Silverstein followed up with more of the same in a 2007 blog post for Harper’s: “What [the SPLC] does best .  .  . is to raise obscene amounts of money by hyping fears about the power of [right-wing fringe] groups; hence the SPLC has become the nation’s richest ‘civil rights’ organization.” In 2001 JoAnn Wypijewski wrote in the Nation: “Why the [SPLC] continues to keep ‘Poverty’ (or even ‘Law’) in its name can be ascribed only to nostalgia or a cynical understanding of the marketing possibilities in class guilt.” Silverstein had already noted in his 2000 Harper’s article that “most SPLC donors are white.”

What has infuriated the SPLC’s liberal critics is their suspicion that Morris Dees has used the SPLC primarily as a fundraising machine fueled by his direct-mail talents that generates a nice living for himself (the SPLC’s 2010 tax filing lists a compensation package of $345,000 for him as the organization’s chief trial counsel and highest-paid employee) and a handful of other high ranking SPLC officials plus luxurious offices and perks, but that does relatively little in the way of providing the legal services to poor people that its name implies.

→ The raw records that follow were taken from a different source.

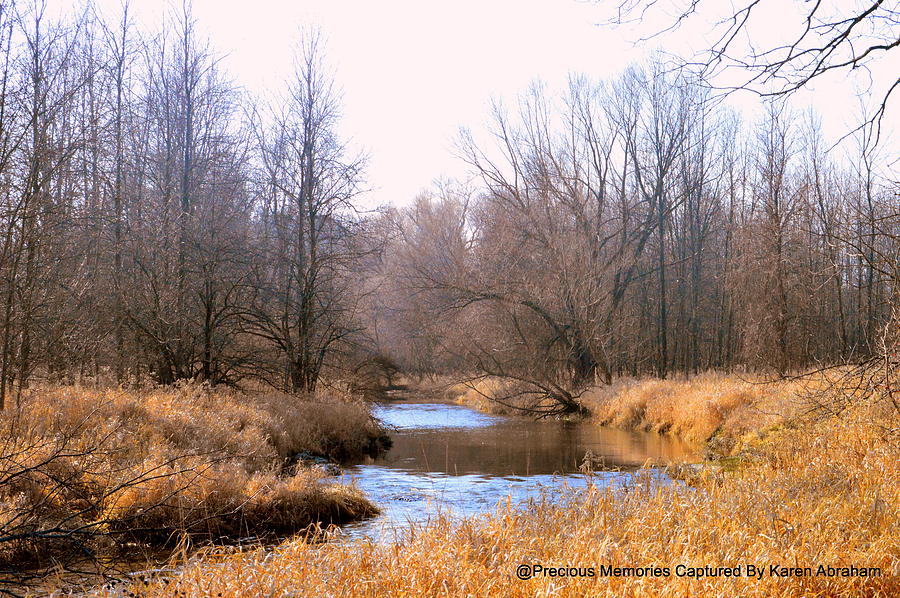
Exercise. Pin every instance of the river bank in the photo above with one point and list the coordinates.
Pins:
(102, 472)
(823, 494)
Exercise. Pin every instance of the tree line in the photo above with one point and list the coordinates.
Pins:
(638, 227)
(160, 223)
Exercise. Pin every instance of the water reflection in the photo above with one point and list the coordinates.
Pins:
(452, 458)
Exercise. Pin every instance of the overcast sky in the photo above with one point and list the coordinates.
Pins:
(413, 72)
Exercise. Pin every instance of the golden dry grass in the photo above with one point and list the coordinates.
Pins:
(149, 466)
(826, 493)
(698, 408)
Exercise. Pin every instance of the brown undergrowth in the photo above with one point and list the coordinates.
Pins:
(823, 493)
(84, 470)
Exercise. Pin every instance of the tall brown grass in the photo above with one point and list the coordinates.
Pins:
(822, 493)
(107, 467)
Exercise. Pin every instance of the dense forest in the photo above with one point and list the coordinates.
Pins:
(160, 224)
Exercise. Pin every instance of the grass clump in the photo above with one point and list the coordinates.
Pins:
(83, 470)
(824, 493)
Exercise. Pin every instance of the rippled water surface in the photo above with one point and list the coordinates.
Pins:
(449, 458)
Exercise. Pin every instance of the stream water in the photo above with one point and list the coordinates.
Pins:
(450, 458)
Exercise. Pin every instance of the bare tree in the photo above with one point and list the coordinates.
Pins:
(302, 296)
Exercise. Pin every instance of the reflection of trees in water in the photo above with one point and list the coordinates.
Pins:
(528, 448)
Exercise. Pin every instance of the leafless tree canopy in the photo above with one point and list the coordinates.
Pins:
(158, 223)
(823, 37)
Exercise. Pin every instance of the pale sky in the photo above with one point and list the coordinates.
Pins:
(413, 72)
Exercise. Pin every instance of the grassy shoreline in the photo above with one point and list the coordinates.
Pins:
(824, 492)
(723, 414)
(110, 470)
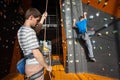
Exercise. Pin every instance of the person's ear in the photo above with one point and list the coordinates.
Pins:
(31, 17)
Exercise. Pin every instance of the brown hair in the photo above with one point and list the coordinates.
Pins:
(32, 11)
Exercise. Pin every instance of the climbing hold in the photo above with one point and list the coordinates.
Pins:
(93, 41)
(109, 54)
(106, 25)
(99, 1)
(106, 3)
(105, 19)
(99, 34)
(115, 31)
(97, 14)
(91, 17)
(88, 2)
(106, 32)
(103, 69)
(100, 47)
(94, 47)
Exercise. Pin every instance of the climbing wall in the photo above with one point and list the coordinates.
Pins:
(75, 55)
(106, 41)
(10, 21)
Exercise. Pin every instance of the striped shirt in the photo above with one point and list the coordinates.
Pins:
(27, 40)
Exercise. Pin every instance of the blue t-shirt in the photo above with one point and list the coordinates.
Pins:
(81, 25)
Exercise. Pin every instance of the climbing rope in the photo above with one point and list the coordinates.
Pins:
(44, 43)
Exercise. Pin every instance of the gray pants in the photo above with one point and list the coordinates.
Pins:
(87, 40)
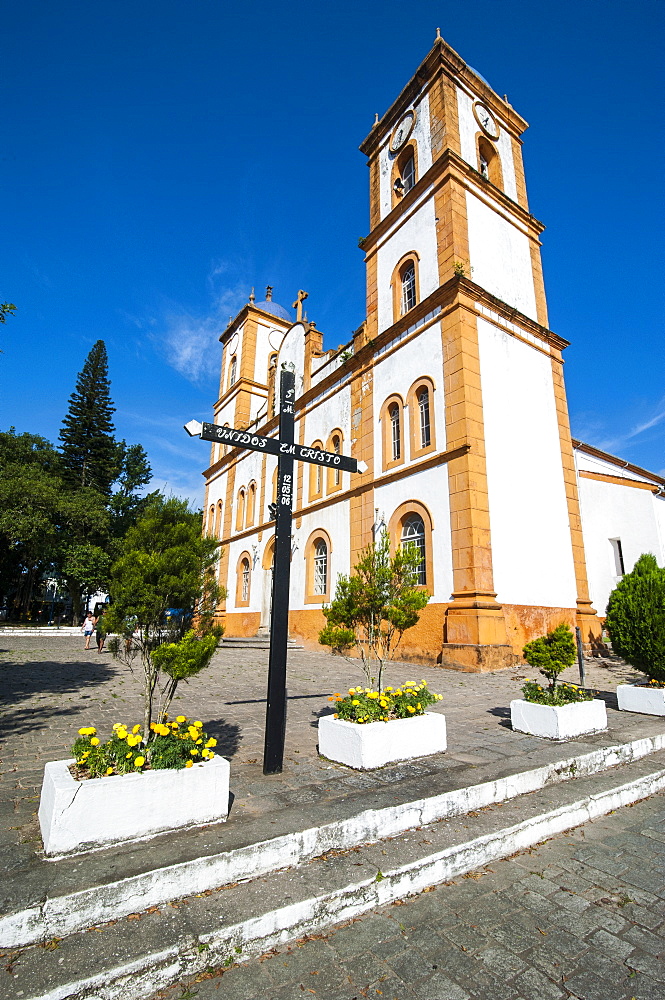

In contrast to all of the above, back in 2011 on his Captain Capitalism blog, Aaron Clarey spotted the National Guard actually promoting religion. Well, religion of a sort:





As the late Michael Crichton observed in 2003, “I think that you cannot eliminate religion from the psyche of mankind. If you suppress it in one form, it merely re-emerges in another form.” The above National Guard image flips the century-old “Progressive” notion of “the moral equivalent of war” on its head; as I asked at the time when I linked to Aaron’s post, “Does this mean that concurrently, the Peace Corps will be tooling around in heavily armed Abrams tanks, just to offset the absurdity?”

But back to the original topic at hand. As Rush Limbaugh recently noted, “We are living in a dying country.” Evidently, the Army — or at least some branch of it — has decided to accelerate the process. Linking today to the post on the Army labeling Evangelicals and Catholics as religious extremists, Kathy Shaidle responds, “Is America worth saving?”

Our elites don’t seem to think so. (See also: Obama, Barack.) Aaron’s new book is titled Enjoy the Decline; he posits that decline is exactly what America’s ruling class and low-information voters both want; there’s little the rest of us can do to change this collective death wish; we might as well have some fun before the lights go out. (Perhaps literally.)

Good night America, drive safe; it’s been fun!